Yani millet kafayı yemede rekora doğru gidiyor.
Liberya’nın Ebola Virüsünden daha tehlikeli bir durum…
x
Alamanya Türkiye’yi dinliyormuş da büyükelçisini çağırıp, “bir daha olmasın” demişiz.
Eğitim yerlerde sürünüyor, sosyal güvenlik Soma, hayvancılık angus, tarım saman, Avrupa’nın Alamanya’sı bizi dinliyormuş da “bir daha olması” mış…
Uzaya o kadar uydu boşuna atılmış sanki.
Herkes birbirini izliyor, dinliyor.
Alamanya da bizi dinlemiş – miş…
Hadi canım siz de.
x
Ülke genelindeki cezaevleri dolup taşıyormuş.
Örneğin; Gaziantep E tipi cezaevinin kapasitesi 800 iken 2000 kişi kalıyormuş.
F tipinin kapasitesi 300 iken 1000 kişi kalıyormuş.
Hemen hemen tüm cezaevlerinde durum buna benzermiş.
Yani cezaevi yetmiyor demek.
Çözüm aramışlar bulmuşlar; Adalet Bakanlığı 72 cezaevi daha yaptırıyormuş.
Tutuklular, mahkumlar rahat etsinler diye olsa gerek.
x
Uyuşturucu, özellikle Bonzai denen lanet gençleri sarmış sarmalamış.

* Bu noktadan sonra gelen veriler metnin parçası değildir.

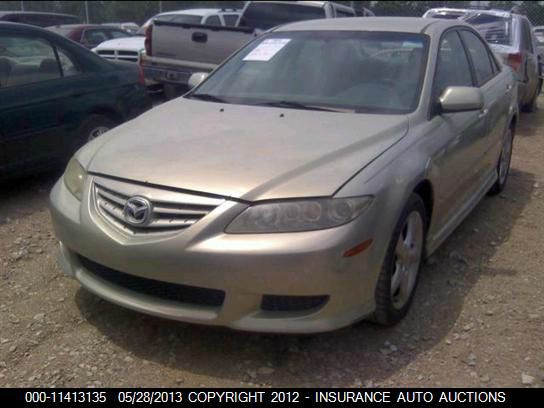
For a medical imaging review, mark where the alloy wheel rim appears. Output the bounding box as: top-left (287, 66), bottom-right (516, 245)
top-left (391, 211), bottom-right (423, 310)
top-left (499, 132), bottom-right (512, 184)
top-left (87, 126), bottom-right (110, 142)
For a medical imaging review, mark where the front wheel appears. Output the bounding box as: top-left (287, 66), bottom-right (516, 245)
top-left (371, 193), bottom-right (427, 325)
top-left (488, 127), bottom-right (514, 195)
top-left (521, 83), bottom-right (542, 113)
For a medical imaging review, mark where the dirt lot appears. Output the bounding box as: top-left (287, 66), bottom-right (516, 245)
top-left (0, 101), bottom-right (544, 387)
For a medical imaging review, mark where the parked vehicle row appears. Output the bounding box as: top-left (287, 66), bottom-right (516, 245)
top-left (47, 24), bottom-right (132, 49)
top-left (93, 8), bottom-right (240, 65)
top-left (423, 8), bottom-right (542, 112)
top-left (0, 11), bottom-right (81, 27)
top-left (51, 17), bottom-right (518, 333)
top-left (0, 22), bottom-right (151, 180)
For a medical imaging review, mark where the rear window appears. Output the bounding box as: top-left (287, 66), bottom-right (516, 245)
top-left (535, 29), bottom-right (544, 44)
top-left (427, 11), bottom-right (466, 20)
top-left (239, 2), bottom-right (325, 30)
top-left (0, 13), bottom-right (80, 27)
top-left (223, 14), bottom-right (238, 26)
top-left (465, 14), bottom-right (512, 45)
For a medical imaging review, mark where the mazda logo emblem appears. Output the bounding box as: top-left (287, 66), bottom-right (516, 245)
top-left (123, 197), bottom-right (152, 226)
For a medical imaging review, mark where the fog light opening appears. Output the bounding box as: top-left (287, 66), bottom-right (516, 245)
top-left (344, 239), bottom-right (372, 258)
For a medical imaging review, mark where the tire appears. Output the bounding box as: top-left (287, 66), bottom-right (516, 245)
top-left (162, 84), bottom-right (188, 100)
top-left (488, 126), bottom-right (514, 195)
top-left (370, 193), bottom-right (428, 326)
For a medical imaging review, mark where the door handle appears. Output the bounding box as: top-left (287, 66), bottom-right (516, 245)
top-left (192, 31), bottom-right (208, 42)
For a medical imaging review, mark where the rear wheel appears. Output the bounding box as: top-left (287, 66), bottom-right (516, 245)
top-left (489, 127), bottom-right (514, 195)
top-left (372, 193), bottom-right (427, 325)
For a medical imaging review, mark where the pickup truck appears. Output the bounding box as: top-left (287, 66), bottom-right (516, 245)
top-left (141, 1), bottom-right (372, 98)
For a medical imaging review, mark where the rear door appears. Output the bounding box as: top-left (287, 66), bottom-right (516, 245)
top-left (0, 30), bottom-right (64, 174)
top-left (81, 28), bottom-right (110, 49)
top-left (460, 30), bottom-right (514, 178)
top-left (431, 30), bottom-right (487, 230)
top-left (521, 18), bottom-right (539, 103)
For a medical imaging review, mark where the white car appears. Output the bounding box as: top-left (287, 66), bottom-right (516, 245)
top-left (93, 8), bottom-right (240, 63)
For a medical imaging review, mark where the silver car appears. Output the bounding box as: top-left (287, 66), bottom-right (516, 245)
top-left (51, 18), bottom-right (518, 333)
top-left (423, 8), bottom-right (542, 112)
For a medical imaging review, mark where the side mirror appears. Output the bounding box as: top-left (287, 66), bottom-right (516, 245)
top-left (438, 86), bottom-right (484, 113)
top-left (188, 72), bottom-right (208, 89)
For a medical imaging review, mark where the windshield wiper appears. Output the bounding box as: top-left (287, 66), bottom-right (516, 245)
top-left (253, 101), bottom-right (353, 112)
top-left (189, 94), bottom-right (226, 102)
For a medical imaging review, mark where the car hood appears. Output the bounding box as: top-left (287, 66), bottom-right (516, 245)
top-left (84, 98), bottom-right (408, 201)
top-left (93, 37), bottom-right (145, 51)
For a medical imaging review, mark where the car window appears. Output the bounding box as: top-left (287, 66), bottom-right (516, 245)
top-left (433, 31), bottom-right (473, 100)
top-left (57, 46), bottom-right (81, 77)
top-left (0, 35), bottom-right (61, 87)
top-left (521, 20), bottom-right (533, 52)
top-left (223, 14), bottom-right (238, 27)
top-left (461, 30), bottom-right (493, 86)
top-left (83, 30), bottom-right (108, 45)
top-left (204, 16), bottom-right (222, 25)
top-left (336, 8), bottom-right (353, 17)
top-left (535, 28), bottom-right (544, 45)
top-left (188, 30), bottom-right (428, 114)
top-left (109, 30), bottom-right (130, 38)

Her gün bu zıkkımdan ölenler var.
Türkiye eskiden uyuşturucu ticaretine köprü görevi yapardı.
Yani İran’dan, Afganistan’dan, doğu ülkelerinden gelen uyuşturucu, Türkiye’den Batıya giderdi.
Şimdilerde uyuşturucu tembelleşti, Türkiye’yi geçemiyor.
Neden?
Türkiye’de uyuşturucu kullananlar katbekat arttı da ondan.
Yazımın başında ruh sağlığımızın bozulduğundan söz etmiştim. Eee, nasıl bozulmasın?